En vertu de leurs fonctions spécifiques, on devient attentif à leur structure, à leur rôle, à leur forme et à l’agencement des différentes pièces qui les composent.
Toutefois, de tous les outils, le plus maniable n’est-il pas la main grâce la position du pouce face aux autres doigts. Grâce à cette capacité de préhension, les maniements deviennent multiples autorisant une immense diversité de gestes qui se sont affinés au gré du temps pour permettre l’accomplissement d’une multitude de travaux.
Prolongement de la main, l’outil est donc indissociable du geste que l’ensemble du corps prolonge. Tout travail exige une posture particulière.
De manière simple, l’exposition cherche à mettre en avant cette adéquation.
Dans sa première partie, elle s’attache à montrer l’évolution des outils aratoires, à savoir pour le Pays de Neuchâtel, les crocs, les fossoirs, les piochards et les rablets, soit les outils spécifiques au premier, deuxième et troisième labour, soit les travaux traditionnels que les vignerons devaient accomplir dans les vignes. Ajoutons qu’avec la fin du 18e siècle, les experts vignerons recommandaient même un quatrième labour. Si ces pratiques ont perduré à travers les siècles, elles ont connu de forts changements au moment où les vignes ont été reconstituées suite à l’attaque phylloxérique. Avec les reconstitutions qui ont donné aux vignes les allures ordonnées qu’on leur connaît aujourd’hui – suppression de la culture en foule – les labours avec des houes ou des charrues ont pu être introduits. L’exposition montre à travers une grande série de photographies des années 20 la diversité des outils qui ont été alors inventés, tirés soit par des chevaux ou des boeufs, puis tractés par des treuils à moteur à explosion. À Neuchâtel, plusieurs maisons se sont lancées dans la fabrication de tels treuils, par exemple les Ruedin qui ont doté leurs machines de moteurs Zedel de 350 cm3, fabriqués alors à Saint-Aubin par une usine qui avait aussi commercialisé des automobiles.
Signalons aussi que les outils à bras fabriqués à l’origine par des forgerons de village sont devenus avec le 20e siècle des produits industriels dus à de petites manufactures comme celle des Fasel à Boudry ou des Glardon à Gorgier. Ces petits fabricants ont développé des modèles pour lesquels il est facile de changer les dents usées. Mais en plus, ces petits industriels ont aussi privilégié toute une réflexion sur les courbures des manches pour que ceux-ci soient les plus ergonomiques possibles.

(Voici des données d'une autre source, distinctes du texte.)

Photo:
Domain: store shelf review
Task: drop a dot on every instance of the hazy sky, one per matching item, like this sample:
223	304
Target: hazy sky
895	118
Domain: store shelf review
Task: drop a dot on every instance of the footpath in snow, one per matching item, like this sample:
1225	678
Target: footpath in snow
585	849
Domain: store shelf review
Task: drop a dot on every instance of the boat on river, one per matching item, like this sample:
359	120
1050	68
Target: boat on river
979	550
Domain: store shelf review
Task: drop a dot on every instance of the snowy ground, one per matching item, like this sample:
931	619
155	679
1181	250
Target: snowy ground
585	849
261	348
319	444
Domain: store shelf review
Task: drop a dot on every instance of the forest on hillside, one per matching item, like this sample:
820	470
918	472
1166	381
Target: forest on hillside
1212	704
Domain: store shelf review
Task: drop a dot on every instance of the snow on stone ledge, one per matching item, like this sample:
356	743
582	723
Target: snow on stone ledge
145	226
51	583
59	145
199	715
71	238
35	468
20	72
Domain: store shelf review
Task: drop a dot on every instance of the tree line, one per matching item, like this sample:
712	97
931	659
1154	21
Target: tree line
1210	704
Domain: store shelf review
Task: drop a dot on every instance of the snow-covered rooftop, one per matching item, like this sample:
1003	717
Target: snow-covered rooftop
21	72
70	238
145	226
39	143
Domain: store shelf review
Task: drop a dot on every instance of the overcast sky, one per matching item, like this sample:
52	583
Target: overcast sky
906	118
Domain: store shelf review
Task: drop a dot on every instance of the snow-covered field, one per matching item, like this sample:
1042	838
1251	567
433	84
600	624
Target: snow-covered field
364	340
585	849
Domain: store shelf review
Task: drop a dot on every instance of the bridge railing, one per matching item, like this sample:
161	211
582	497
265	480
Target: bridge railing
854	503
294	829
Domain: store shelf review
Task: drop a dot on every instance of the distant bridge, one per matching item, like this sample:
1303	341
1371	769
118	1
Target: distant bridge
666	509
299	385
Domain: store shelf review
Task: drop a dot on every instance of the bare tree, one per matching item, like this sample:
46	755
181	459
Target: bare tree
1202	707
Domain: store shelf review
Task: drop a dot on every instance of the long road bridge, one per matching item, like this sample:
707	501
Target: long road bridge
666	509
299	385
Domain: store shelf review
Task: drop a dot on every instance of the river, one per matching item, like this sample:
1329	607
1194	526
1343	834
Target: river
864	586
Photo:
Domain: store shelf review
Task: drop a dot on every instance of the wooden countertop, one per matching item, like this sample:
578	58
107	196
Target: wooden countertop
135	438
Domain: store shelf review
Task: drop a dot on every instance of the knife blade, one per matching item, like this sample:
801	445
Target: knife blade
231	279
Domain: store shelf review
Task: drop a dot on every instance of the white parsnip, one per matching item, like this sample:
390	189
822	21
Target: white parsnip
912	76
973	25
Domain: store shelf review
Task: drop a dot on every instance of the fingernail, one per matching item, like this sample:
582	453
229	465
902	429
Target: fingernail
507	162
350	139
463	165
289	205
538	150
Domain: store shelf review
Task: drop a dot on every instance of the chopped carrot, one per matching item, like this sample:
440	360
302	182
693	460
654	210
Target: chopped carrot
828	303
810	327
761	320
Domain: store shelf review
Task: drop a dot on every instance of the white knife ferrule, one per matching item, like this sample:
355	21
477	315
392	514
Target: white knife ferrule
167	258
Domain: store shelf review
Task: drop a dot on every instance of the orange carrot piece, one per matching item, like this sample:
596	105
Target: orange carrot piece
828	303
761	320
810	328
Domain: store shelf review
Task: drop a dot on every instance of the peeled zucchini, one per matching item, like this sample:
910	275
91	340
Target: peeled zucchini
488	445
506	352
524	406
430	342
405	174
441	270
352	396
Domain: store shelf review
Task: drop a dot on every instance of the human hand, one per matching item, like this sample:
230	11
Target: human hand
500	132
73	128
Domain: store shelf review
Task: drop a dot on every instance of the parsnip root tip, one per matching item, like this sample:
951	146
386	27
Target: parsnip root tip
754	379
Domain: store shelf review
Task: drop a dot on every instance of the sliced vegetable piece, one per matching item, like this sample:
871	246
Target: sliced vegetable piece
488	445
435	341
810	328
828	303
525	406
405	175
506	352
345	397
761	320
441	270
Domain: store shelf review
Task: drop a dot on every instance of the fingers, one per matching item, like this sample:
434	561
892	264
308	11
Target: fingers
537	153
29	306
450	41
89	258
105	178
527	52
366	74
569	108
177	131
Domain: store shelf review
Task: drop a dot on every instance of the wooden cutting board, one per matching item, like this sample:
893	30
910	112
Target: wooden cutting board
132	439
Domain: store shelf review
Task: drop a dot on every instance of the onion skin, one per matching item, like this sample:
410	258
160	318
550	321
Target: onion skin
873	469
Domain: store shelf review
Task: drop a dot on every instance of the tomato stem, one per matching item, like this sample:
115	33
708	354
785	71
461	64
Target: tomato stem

Dans sa seconde partie, l’exposition s’attache à présenter les lames pour le travail de la plante, à savoir des cisailles, des serpettes et des sécateurs. Dans le pays de Neuchâtel, on appelle la serpette de la taille, corbet. Ceux-ci étaient utilisés pour tous les travaux de coupe: taille, rognage, vendange. Ils étaient les outils par excellence des vignerons et ces derniers les avaient sans cesse avec eux sauf lorsqu’ils devaient se rendre au culte le dimanche ou qu’ils allaient dans des cabarets où là leurs ports étaient prohibés pour que les rixes potentielles ne dégénèrent pas.
Avec le milieu du 19e siècle, les corbets vont être peu à peu supplantés par les sécateurs qui ne sont au départ que la rencontre de deux lames de serpes mises ensemble. En regardant les premiers sécateurs, on se rend compte que leurs manches sont droits. Afin de les rendre ergonomiques, ces derniers ont acquis peu à peu des formes qui épousent la paume de la main. Aujourd’hui, les grands fabricants de sécateurs portent une attention particulière aux formes des manches pour éviter à leurs utilisateurs des problèmes physiques.
Cette exposition qui se clôt sur la présence d’un tableau de Gustave Jeanneret figurant le vigneron et son croc, le paysan et sa faux et la paysanne et son panier, est donc un hommage à la diversité des outils qui au gré des siècles ont permis aux hommes d’accomplir des gestes précis pour tirer de la terre les fruits qu’elle peut donner et plus particulièrement des ceps, les raisins qui sont ensuite transformés en vin.